Sturm meidet Handschlag

Winfried Spiering erbost: "Das ist grob unsportlich!"

Am Samstag steht in der König-Pilsener-ARENA in Oberhausen der mit Spannung erwartete Fight um die WBA-Weltmeisterschaft im Mittelgewicht zwischen dem Titelverteidiger Felix Sturm und Sebastian Sylvester auf dem Programm. Am Samstag hatte sich der 29-jährige Champion im Aktuellen Sportstudio noch recht moderat präsentiert: "Für mich ist das eine rein sportliche Auseinandersetzung. Und das wird nie mehr und nicht weniger", so der WBA-Weltmeister.

Felix Sturm will den WBA-Titel am 1. November verteidigen (Foto: UBP)
Auf Sylvester bezogen fuhr er fort: "Seine Qualitäten will ich auf gar keinen Fall schlecht reden. Er hat gute Leute geboxt und auch geschlagen. Aber ich denke, ich hatte einfach die Möglichkeit, bis jetzt gegen die besseren Leute zu boxen und auch die besten Leute zu schlagen." Was zähle, sei der 1. November und was im Ring passiere. "Dann werden wir sehen, wer mehr oder weniger Talent hat", kündigte er an, "ich denke, der ganze Fokus sollte auf dem Sport bleiben."
Doch bei der Pressekonferenz am Montag in Oberhausen präsentierte sich Sturm nicht so sehr als Sportsmann.
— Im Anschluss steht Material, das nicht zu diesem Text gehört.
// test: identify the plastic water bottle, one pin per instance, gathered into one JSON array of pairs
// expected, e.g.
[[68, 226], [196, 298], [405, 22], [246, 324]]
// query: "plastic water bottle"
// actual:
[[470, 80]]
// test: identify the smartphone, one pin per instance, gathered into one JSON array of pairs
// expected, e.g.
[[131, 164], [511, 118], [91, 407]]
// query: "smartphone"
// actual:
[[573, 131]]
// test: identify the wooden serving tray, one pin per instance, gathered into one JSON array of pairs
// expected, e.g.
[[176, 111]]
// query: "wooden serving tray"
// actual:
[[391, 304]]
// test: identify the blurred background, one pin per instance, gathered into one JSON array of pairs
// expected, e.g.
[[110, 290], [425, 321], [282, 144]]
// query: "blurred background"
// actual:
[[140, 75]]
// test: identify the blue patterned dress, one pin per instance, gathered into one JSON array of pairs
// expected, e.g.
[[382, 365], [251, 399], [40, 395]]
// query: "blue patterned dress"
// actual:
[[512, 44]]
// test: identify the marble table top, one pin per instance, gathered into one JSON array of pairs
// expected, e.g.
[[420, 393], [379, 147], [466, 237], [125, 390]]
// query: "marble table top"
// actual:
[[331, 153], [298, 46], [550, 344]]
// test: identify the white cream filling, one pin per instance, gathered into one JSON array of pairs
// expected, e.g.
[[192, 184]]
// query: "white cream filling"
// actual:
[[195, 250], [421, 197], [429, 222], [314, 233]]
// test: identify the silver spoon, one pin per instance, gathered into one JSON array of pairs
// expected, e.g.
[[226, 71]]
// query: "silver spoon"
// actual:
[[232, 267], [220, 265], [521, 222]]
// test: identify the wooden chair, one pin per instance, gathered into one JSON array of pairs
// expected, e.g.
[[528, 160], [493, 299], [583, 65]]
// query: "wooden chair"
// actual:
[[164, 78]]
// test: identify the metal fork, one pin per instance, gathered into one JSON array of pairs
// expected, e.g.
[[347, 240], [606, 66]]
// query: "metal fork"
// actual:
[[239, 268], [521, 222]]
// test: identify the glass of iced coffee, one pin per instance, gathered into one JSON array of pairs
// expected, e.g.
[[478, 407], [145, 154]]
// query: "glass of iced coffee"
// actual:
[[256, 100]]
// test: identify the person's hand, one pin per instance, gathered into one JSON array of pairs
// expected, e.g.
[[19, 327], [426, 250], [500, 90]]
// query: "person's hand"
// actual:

Wie sonst ist es zu erklären, dass der WBA-Champion dem Herausforderer erneut den Handschlag zur Begrüßung verwehrte und am Ende der Pressekonferenz das obligatorische, gemeinsame Foto für die Fotografen mit dem "Hurrikan" verweigerte? "Das ist grob unsportlich", zeigte sich Sylvester-Manager Winfried Spiering erbost, "aber wir haben nichts anderes von Adnan erwartet."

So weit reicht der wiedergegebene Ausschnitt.